The priest said he believed the funds were stolen through fraudulent cheques, cash donations being pocketed and "creative bookkeeping."
Daley said he’s going to help his parishioners — about 1,500 to 2,000 families — heal from the news their donations and Sunday collection money was allegedly stolen for years and used to pay for a "lavish" lifestyle.
"It’s a place where a lot of people come together and they think they’re doing good, they know they’re doing good. So to have somebody betray that, I think that’s really where the biggest impact of victimization for the parishioners is going to be. They’re going to feel betrayed by this, and we’ll have to get over that."
The church was bleeding money even though the community was "trying desperately" to raise money for necessary renovations to the aging building, Daley said.
He said the church was in need of maintenance when he arrived: lights were burnt out and paint was peeling.
"They were having trouble making ends meet, even just from the point of view of maintaining the parish and they were talking about ways to cut. They were constantly cutting and still not making it," Daley said.

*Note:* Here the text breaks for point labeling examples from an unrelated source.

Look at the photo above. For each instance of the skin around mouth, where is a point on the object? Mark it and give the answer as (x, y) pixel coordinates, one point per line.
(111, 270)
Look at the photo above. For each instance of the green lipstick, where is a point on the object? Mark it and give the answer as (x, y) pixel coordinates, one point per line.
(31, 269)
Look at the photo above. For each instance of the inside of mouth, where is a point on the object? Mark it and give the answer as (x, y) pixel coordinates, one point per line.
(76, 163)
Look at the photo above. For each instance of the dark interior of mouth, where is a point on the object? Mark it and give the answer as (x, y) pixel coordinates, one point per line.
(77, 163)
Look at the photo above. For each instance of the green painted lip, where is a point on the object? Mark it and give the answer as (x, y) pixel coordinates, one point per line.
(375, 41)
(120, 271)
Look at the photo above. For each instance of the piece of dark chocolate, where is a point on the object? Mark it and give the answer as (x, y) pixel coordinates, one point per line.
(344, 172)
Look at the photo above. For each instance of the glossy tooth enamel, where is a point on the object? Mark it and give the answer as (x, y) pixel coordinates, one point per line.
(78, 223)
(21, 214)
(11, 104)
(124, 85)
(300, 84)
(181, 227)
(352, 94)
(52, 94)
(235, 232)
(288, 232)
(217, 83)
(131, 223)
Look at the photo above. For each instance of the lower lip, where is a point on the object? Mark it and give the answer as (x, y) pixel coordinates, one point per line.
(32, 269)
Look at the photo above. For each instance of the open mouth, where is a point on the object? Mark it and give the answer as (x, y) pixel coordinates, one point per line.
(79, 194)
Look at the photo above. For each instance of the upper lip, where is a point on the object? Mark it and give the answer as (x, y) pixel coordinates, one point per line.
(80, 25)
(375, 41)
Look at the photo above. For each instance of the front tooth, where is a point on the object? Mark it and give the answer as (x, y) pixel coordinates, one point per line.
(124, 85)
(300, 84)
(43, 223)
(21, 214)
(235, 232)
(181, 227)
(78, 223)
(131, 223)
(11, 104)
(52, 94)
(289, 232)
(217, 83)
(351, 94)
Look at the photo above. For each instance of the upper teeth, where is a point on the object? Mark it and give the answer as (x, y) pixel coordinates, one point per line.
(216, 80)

A new bookkeeper took over after McCaughan left and the church now has more oversight in place to make sure one person doesn’t have authority over all the money-handling, Daley said, and there are plans to seek restitution for the stolen funds.
McCaughan worked for many years with the previous pastor, Fr. Fred Olds, who left St. Bernadette last summer after 20 years. He’s now a pastor at St. Timothy Parish in St. Vital, but could not be reached for comment Wednesday.
'Devastating' news: usher
Don Buccini has been an usher with the church since 1968 and described the news as "devastating" for the church.
He acknowledged that McCaughan was no longer a member of the congregation, but said most of the regular church members were just finding out why he left the organization.
"I think a lot of this was hush-hush," Buccini said Wednesday, adding it was most likely for privacy reasons. "I know there is going to be a lot of comments."
As a longstanding member of the church and usher, Buccini said he was informed of the allegations about six months ago when the archdiocese conducted the audit.
"I did not know anything about what was happening and I knew Leo very well," he said. "It was very surprising."
Buccini described McCaughan as a friendly thrill-seeker who used to race cars at Red River Co-op Speedway and was a frequent face at the church.
"He (McCaughan) has been there for a long time and I have done business with him for a long time," he said. "But it is only one person and sometimes you have to take a backseat and see what transpires."
'Major setback' for St. Bernadette: archdiocese
In a written statement, the Archdiocese of St. Boniface said since the discovery of the missing funds, it has issued an audit report outlining recommendations to establish internal controls. The archdiocese said it is working closely with the church’s new pastor and the parish finance committee to implement safeguards to ensure parish assets are protected. The archdiocese has been conducting routine audits of all parishes during the last two years.
"The Archdiocese of Saint Boniface is deeply saddened for the parishioners of St. Bernadette. People have donated funds to the parish in good faith," said the statement. "This is a major setback for the people of St. Bernadette. However, the archdiocese, the new pastor, the deacon and the staff are committed to working together to heal the parish’s wounds."
Winnipeg Police Service spokesman Const. Jason Michalyshen said the case is "incredibly concerning."
"Whether we’re talking about $1,000 or $400,000 is essentially irrelevant," Michalyshen said.
"If an individual is in a position of trust such as this, any group or organization has those high standards or the expectation that they’re going to conduct themselves professionally and ethically.
"But unfortunately, from time to time, individuals will take advantage of their positions."
Michalyshen said co-operation from the church and archdiocese moved the investigation forward.
"This is serious. This is a significant amount of money and it’s important that these funds, that essentially come from the public, that this be made public," Michalyshen said.